Vientiane: The Government of Lao PDR, in collaboration with the United Nations Population Fund (UNFPA), commemorated World Population Day with a high-level event under the theme ‘Empowering young people to create the family they want.’ The gathering spotlighted the central role of youth empowerment in national development by ensuring rights, choices, and opportunities for every young person.
According to Lao News Agency, the event also marked the national launch of UNFPA’s State of World Population (SWOP) 2025 report, The Real Fertility Crisis, which calls for a shift from focusing on fertility targets to advancing reproductive agency and people’s ability to make free, informed decisions about if and when to have children.
Co-chaired by Soulivath Souvannachoumkham, Deputy Minister of Finance, and Dr. Bakhtiyor Kadyrov, UNFPA Representative to Lao PDR, the event convened representatives from line ministries, the National Assembly, embassies, UN agencies, development partners, civil society, youth organizations, and the private sector.
The SWOP 2025 report underscores that the challenge of our time is not over- or under-population, but a crisis of choice: economic pressures, gaps in services, and social constraints prevent millions from forming the families they desire. The report urges investment in quality sexual and reproductive health (SRH) services, gender equality, comprehensive sexuality education, and policies that reduce financial precarity so that women and men can exercise their reproductive intentions without pressure or coercion.
This call resonates in the Lao PDR, where adolescent birth rates remain among the highest in ASEAN-89 births per 1,000 girls aged 15-19, and one in five girls become mothers before adulthood. LSIS III data also show persistent gaps in women’s ability to make their own SRH decisions, with low autonomy in reproductive decision-making (17.6%) remaining a barrier to rights and health.

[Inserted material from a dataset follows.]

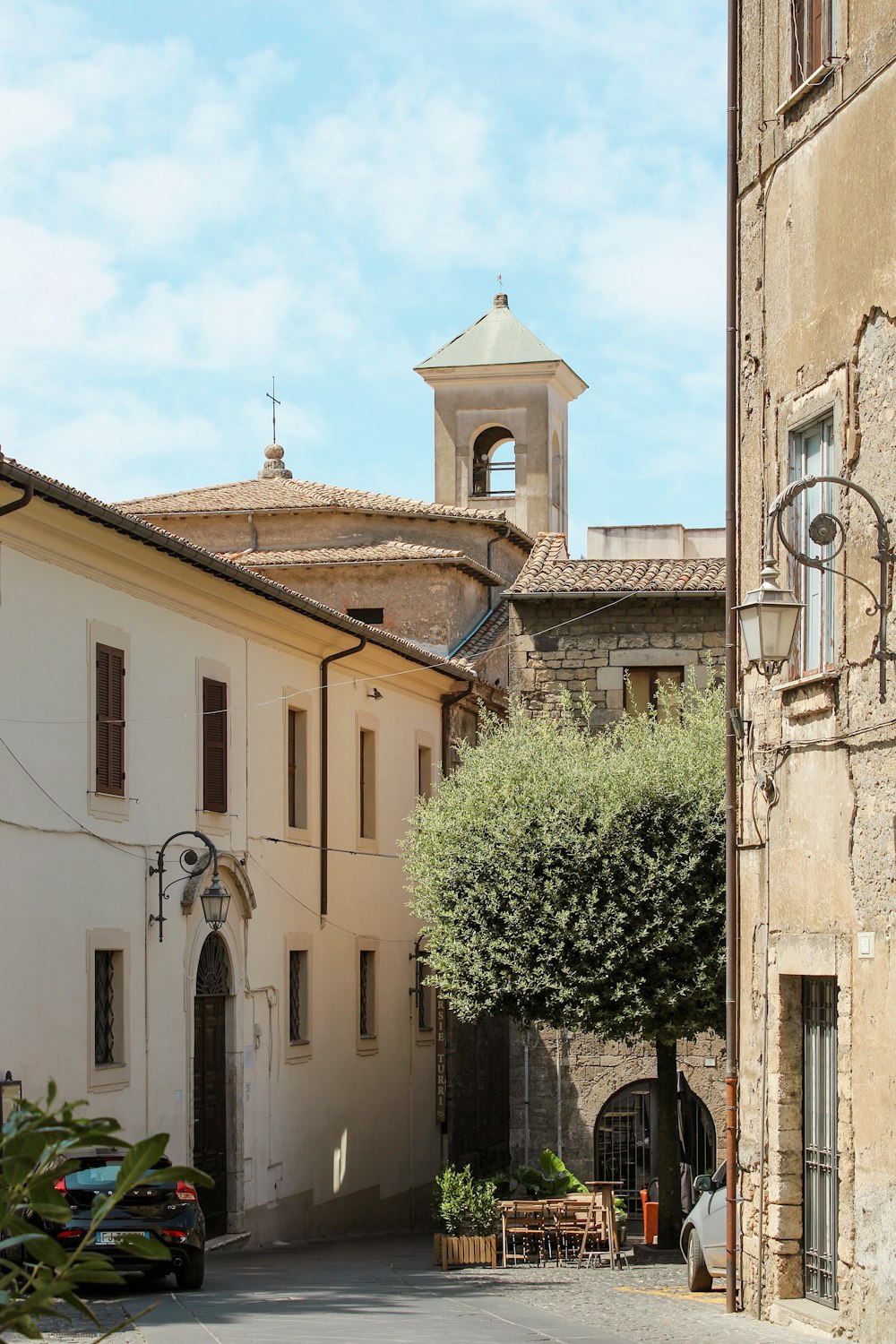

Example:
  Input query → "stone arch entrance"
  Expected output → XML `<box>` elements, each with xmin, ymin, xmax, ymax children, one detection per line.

<box><xmin>194</xmin><ymin>933</ymin><xmax>232</xmax><ymax>1236</ymax></box>
<box><xmin>594</xmin><ymin>1074</ymin><xmax>716</xmax><ymax>1223</ymax></box>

Addressing the gathering, Mr. Soulivath reaffirmed the Government’s commitment to youth as the engine of inclusive growth, emphasizing the importance of investing in sexual and reproductive health, education, decent work, and social protection as high-return investments in productivity and resilience for the Lao PDR.
Dr. Bakhtiyor Kadyrov, UNFPA Representative, called for an all-of-society approach that marries services with opportunity, highlighting the need to remove barriers, expand youth-friendly services, close equity gaps, and ensure that jobs and housing keep pace with the cost of living.
Participants highlighted priority actions to translate commitments into measurable gains for adolescents and youth, including scaling up comprehensive sexuality education, expanding adolescent and youth-friendly services, investing in girls’ education and life skills, and using evidence to target resources where needs are greatest.